2. Cloud IPs are restricted from accessing the website due to heavy scraping frequency
Many websites apply anti-scraping techniques to avoid being scraped. They may limit the times IPs can access during a certain time and block any IP that exceeds the limitation.
Some websites may even block all the IPs of one location, for example, a Japanese website may not be opened in Canada.
IP blacklisted due to too frequent scraping can be resolved by adding wait time to slow down the extraction, but the restriction to IP location is currently a remaining issue as we only have IP's from the US, Japan, Germany, and the UK.
3. A CAPTCHA needs to be solved before accessing the web page
CAPTCHA is also a frequently used method for a website to anti-scrape. The website might recognize that it is a Cloud server IP instead of a residential IP that is accessing the pages. In many cases, the CAPTCHA is shown directly when we open the first page of the website, which breaks the whole scraping process. It is hard to solve the CAPTCHA in the Cloud. If this error occurs, please contact us and we will try to find a workaround for you.
4. Logging into the target website fails
If you set up login steps or save cookies in a task to scrape a website, local extraction will work perfectly but cloud extraction may fail due to different IPs rotating while executing.

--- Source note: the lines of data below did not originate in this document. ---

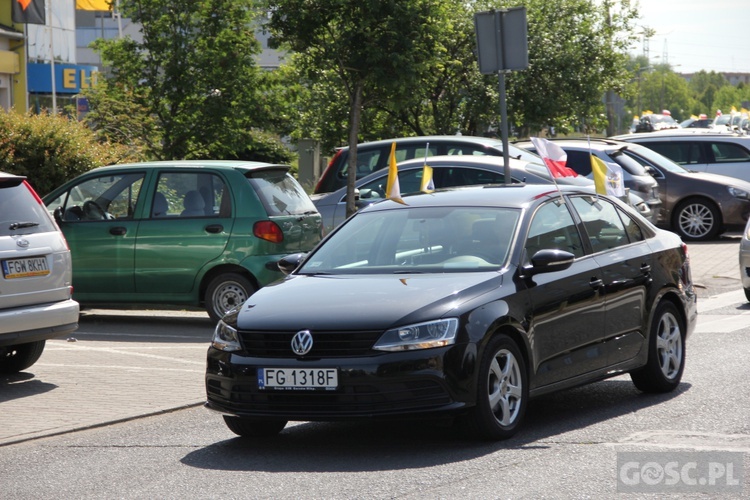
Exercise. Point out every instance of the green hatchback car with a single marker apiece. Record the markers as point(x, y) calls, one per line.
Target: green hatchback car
point(192, 233)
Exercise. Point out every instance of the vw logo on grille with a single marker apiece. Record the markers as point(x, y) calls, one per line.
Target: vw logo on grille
point(302, 342)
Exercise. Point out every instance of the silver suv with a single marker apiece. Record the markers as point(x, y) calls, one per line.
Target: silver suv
point(715, 153)
point(35, 287)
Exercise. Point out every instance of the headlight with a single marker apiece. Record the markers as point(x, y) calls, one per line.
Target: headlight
point(420, 336)
point(739, 193)
point(225, 338)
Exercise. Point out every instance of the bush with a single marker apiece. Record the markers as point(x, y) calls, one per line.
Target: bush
point(50, 150)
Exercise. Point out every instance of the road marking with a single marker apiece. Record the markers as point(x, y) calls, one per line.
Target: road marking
point(720, 323)
point(700, 441)
point(721, 300)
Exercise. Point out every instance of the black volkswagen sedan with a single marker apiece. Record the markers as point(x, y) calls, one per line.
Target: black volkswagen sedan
point(466, 302)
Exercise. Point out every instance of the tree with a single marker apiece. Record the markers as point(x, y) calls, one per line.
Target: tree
point(371, 50)
point(704, 86)
point(663, 89)
point(194, 74)
point(52, 149)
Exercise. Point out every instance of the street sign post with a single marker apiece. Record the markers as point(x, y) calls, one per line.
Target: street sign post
point(502, 47)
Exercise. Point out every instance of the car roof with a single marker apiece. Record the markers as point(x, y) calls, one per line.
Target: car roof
point(471, 139)
point(490, 195)
point(597, 143)
point(678, 134)
point(196, 164)
point(477, 160)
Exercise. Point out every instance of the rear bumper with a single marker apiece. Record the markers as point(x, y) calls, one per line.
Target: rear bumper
point(30, 324)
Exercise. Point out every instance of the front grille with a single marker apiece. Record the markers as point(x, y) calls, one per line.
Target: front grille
point(326, 344)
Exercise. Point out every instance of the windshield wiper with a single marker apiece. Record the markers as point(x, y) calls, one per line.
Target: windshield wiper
point(22, 225)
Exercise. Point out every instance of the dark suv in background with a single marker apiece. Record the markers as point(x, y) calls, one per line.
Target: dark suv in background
point(372, 156)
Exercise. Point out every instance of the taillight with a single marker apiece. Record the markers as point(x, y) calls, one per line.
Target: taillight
point(269, 231)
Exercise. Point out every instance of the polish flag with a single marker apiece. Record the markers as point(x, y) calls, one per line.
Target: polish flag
point(554, 157)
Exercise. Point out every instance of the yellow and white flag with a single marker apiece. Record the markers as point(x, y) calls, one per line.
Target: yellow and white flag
point(94, 4)
point(392, 189)
point(607, 177)
point(428, 184)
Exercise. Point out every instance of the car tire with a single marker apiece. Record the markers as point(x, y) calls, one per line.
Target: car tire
point(225, 292)
point(502, 391)
point(697, 219)
point(666, 352)
point(253, 427)
point(15, 358)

Many websites would ask for verification before you log in. Such verification like CAPTCHA is not resolvable in cloud extraction.
The saved cookies always have a valid time and will no longer work when they get expired. To resolve this, you will need to go through the log-in steps once again in order to obtain and save the updated cookies. (Check out how to save cookies)
5. The website HTML design is different when opened in the cloud
For Octoparse, extracting the web data is to pick up content from the source code/HTML file. It needs to recognize the HTML code to know what data to extract. There are cases where website design is different in the Cloud causing the extraction failure.
For example, when you open Sephora.com with an IP from China, the page will be redirected to Sephora.cn. The design of the sites for different locations is totally different. So when using Octopare Cloud extraction, please make sure you are extracting a site that will not be redirected according to IP locations.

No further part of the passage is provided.